るろうに剣心 最終章 The FinalのHicKのレビュー・感想・評価

3.6
《最高のコレオグラフィー》

【凄い殺陣演出】
感動。リアリティーある重力感を守りつつ、速さを追求したアーティスティックなファイトシーン。芸術的でありながら鈍い痛みも感じれるという最高の演出。一作目から邦画の枠を超えた演出だったが、ハリウッドでもここまで追求されたソードファイトは無いと思う。

【それに加え、顔出し】
スタントなしで俳優たちが演じるシーンが多いのも印象的。顔がよく見える。アクションシークエンスのカット割りも、顔を隠すためのカットというより単純に見やすいアングルで魅せるためのカットもしくは全力で俳優が戦えるための仕切り直しという好印象なカット意図が伝わってくる。

【よりアクション特化】
戦闘描写でいえば京都大火編が好きだったが、今作はストーリーが非常にシンプルなゆえにノンストップアクションのバトルロイヤル作品になっていて、よりアクションに特化されていたように感じた。邪魔な人間がいないゴジラの怪獣プロレスという感覚にも近い。そしてアクション監督の谷垣健治の凄さを改めて感じる。

【演技】
俳優たちはみんな凄みがあったが、中でも真剣佑がすごい。まさに心技体すべて揃った演技。やはり上手い俳優のサイコパス寄りの演技を観れるのは幸せ。

【ただ、売り出しとのギャップも】
ストーリーがシンプルという点では、宣伝文句にThe Final、「全員完結」とありながら、実質、剣心とエニシにしか物語は無く、他のキャラの誰かが欠けてもストーリー上は全く問題ないという宣伝文句との解離に完結作としての物足りなさを感じた。
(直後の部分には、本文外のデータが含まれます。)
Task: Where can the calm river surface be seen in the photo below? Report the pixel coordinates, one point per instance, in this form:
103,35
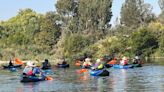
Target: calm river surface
149,78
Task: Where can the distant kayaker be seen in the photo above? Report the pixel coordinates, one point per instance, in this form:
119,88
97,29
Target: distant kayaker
10,63
124,61
46,64
87,63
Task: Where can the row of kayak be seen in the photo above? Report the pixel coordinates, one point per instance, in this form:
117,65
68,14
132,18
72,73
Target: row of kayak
104,72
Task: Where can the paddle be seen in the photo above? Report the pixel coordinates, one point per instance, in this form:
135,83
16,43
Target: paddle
18,61
49,78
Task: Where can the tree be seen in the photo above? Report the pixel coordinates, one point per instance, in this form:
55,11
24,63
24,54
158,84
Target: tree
161,4
135,13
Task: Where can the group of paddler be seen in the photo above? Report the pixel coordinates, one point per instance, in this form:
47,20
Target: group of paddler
108,62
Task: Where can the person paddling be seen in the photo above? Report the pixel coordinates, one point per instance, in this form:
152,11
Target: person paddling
10,63
46,64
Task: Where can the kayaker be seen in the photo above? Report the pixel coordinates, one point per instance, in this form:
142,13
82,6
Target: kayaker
77,62
10,63
46,64
98,65
112,62
63,62
87,62
137,60
37,72
29,68
124,61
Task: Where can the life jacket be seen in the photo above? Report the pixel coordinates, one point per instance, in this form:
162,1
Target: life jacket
112,62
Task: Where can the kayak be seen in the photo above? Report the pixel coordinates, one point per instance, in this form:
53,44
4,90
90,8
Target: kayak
77,64
108,65
62,66
102,72
137,65
47,71
25,78
15,66
45,68
86,67
13,69
122,67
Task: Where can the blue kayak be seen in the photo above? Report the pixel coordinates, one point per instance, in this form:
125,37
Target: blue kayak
102,72
13,69
25,78
122,67
62,65
14,66
47,71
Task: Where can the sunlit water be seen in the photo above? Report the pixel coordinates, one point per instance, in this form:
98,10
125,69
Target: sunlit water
149,78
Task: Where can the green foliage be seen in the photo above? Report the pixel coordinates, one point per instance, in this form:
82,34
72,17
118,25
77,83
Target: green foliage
135,13
75,43
144,40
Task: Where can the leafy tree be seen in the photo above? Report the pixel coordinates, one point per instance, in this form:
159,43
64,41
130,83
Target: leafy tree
135,13
144,40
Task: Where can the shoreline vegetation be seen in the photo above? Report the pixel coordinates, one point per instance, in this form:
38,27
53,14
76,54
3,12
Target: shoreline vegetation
79,27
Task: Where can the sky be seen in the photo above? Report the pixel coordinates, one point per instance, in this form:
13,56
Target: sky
10,8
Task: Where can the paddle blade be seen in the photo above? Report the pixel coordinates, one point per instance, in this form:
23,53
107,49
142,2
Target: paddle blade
49,78
82,70
77,64
18,61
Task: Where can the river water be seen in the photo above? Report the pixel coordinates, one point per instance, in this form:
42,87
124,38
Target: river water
149,78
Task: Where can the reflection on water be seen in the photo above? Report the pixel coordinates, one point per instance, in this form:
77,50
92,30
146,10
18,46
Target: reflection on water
149,78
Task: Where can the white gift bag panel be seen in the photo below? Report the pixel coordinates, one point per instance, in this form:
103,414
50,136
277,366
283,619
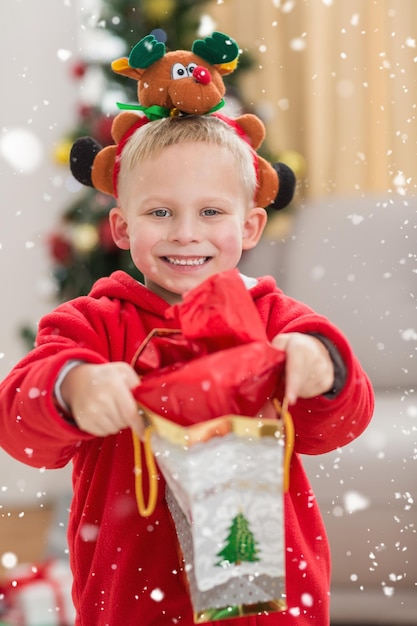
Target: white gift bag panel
225,494
220,485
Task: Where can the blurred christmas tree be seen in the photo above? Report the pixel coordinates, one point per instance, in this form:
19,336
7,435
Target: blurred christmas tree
82,248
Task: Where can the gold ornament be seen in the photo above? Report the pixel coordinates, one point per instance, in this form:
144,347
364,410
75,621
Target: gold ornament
62,151
158,9
84,238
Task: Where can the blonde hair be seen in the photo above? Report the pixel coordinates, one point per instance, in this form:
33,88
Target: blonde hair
150,139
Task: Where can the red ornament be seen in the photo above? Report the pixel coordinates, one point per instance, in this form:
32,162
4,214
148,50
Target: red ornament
78,69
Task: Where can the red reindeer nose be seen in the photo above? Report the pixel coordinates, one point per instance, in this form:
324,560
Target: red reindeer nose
201,75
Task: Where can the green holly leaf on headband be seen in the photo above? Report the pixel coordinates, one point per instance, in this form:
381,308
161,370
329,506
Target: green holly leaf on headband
146,52
216,49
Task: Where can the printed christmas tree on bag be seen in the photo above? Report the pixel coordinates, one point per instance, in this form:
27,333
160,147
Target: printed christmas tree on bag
241,544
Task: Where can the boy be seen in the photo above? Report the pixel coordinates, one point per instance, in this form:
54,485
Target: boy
185,211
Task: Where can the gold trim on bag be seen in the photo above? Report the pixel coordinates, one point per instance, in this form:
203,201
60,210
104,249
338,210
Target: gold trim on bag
241,610
187,436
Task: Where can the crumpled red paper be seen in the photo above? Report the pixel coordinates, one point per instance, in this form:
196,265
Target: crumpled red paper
220,362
特に、居る意味もないのに要所要所で持ち場があった斎藤一は、ミスリードで罠にかかるが、そのシークエンスそのものがストーリー上そんなに意味のない展開になっていたのも残念。(時間稼ぎとは言っているが…)

ラストシーンだけでいいので各キャラクターにお別れを言えるような締めが欲しかったというファンも多いのでは?

【もっと欲しいエニシの背景】
余計な物は切り落とし、剣心とエニシのドラマを魅せるという意図は伝わってきたのだが、それはそれで少し物足りない。そもそも「なんでエニシは姉さんの事をそんなに愛しているのか」がよく分からなかった。それはエニシが剣心と戦う最も大きな動機のはずだが、そんな彼の思いの源が伝わってこなかったので、いまいちメインストーリーにハマれなかった。

【総括】
完結作としてやりたい事、伝えたい繊細なストーリー、全てを考えると今作自体を分作にするのが相応しいと思ってしまった。「The Beginning」も鑑賞したが、とても素晴らしかった反面、今作のエニシを補うものではなかった。しかし不満な点を考慮しても、やっぱりこのアクション性はとても魅力的。アクション不毛の地でよくぞここまでの作品を作ってくれたと嬉しく思う。最高のコレオグラファー谷垣さん、さまさまです。